L’arrêt rendu par le conseil d’État le 19 juillet 2023 fera date pour les IBODE en ce qui leur donne droit à percevoir une NBI de manière rétroactive.

Dans cette affaire, une IBODE avait saisi le juge administratif d’un recours en annulation contre la décision de refus de sa demande de versement de la NBI.

En première instance, la requérante avait obtenu gain de cause, mais après avoir interjeté appel devant la cour administrative d’appel de Marseille, l’établissement hospitalier avait obtenu l’annulation du jugement.
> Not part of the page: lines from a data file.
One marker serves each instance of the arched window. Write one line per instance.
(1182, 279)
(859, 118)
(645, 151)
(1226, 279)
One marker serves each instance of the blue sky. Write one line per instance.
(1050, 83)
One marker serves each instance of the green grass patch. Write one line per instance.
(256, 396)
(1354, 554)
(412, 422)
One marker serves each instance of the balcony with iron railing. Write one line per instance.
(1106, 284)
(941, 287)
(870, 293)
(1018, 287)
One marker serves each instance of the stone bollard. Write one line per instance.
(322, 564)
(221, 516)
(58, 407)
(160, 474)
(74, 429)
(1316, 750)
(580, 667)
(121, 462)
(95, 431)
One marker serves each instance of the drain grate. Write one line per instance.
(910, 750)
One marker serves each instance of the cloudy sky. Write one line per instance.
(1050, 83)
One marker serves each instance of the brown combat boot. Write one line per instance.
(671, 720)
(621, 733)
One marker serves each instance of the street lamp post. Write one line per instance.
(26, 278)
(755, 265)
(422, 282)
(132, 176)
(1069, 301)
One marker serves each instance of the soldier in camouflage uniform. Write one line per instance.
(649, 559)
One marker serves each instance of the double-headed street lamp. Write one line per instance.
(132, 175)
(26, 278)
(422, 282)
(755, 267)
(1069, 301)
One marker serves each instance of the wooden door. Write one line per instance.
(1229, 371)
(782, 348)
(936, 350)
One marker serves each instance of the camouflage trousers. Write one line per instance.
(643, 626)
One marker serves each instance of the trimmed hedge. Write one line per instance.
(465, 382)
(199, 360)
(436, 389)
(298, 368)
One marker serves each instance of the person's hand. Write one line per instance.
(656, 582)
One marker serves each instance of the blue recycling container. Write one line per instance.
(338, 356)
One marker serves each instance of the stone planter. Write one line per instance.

La requérante avait alors saisi le Conseil d’État d’un pourvoi en cassation contre l’arrêt de la cour administrative d’appel de Marseille du 30 juin 2022 (n°21MA03 804, FJH n°073, p.305, 2022).

Le pourvoi a fait mouche pour le dire prosaïquement, et par conséquent l’arrêt de la juridiction d’appel est cassé.

À la différence des juges d’appel, le Conseil d’État admet que les différences de technicité et de responsabilité pour un exercice exclusif en bloc opératoire ne justifient pas différence de traitement entre les IBODE et IFSG.

La cour administrative d’appel de Marseille avait considéré l’inverse : les IBODE exercent des fonctions spécifiques qui ne requièrent pas la même technicité et n’impliquent pas le même niveau de responsabilité que celles dévolues aux IFSG lorsque ces derniers exercent en bloc opératoire.

Pour le Conseil d’État, « si les fonctions exercées, dans le cas d'un exercice exclusif en bloc opératoire, par les infirmiers et les infirmiers en soins généraux, d'une part, et par les infirmiers de bloc opératoire, d'autre part, présentent une technicité et comportent une responsabilité différentes, ces différences ne sont pas de nature à justifier, au regard de l'objet de l'article 27 de la loi du 18 janvier 1991, la différence de traitement en fonction du grade résultant de l'article 1er du décret du 3 février 1992, dans sa rédaction antérieure au 1er avril 2022. »

Cette jurisprudence a le mérite de clore le débat mais soulignons que, 4 mois avant cet arrêt du 19 juillet 2023, le tribunal administratif de Paris, dans une affaire concernant un IBODE de l’APHP, avait ouvert la voie puisqu’il reconnaissait aux IBODE le droit à percevoir la NBI de manière rétroactive (TA de Paris, 13 mars 2023, n°2103313/2-2).

Quoiqu’il en soit, le décret n°2022-313 du 3 mars 2022 étend aux infirmiers de bloc opératoire le bénéfice de la NBI de 13 points majorés à compter du 1er avril 2022. Le débat est ainsi doublement clos.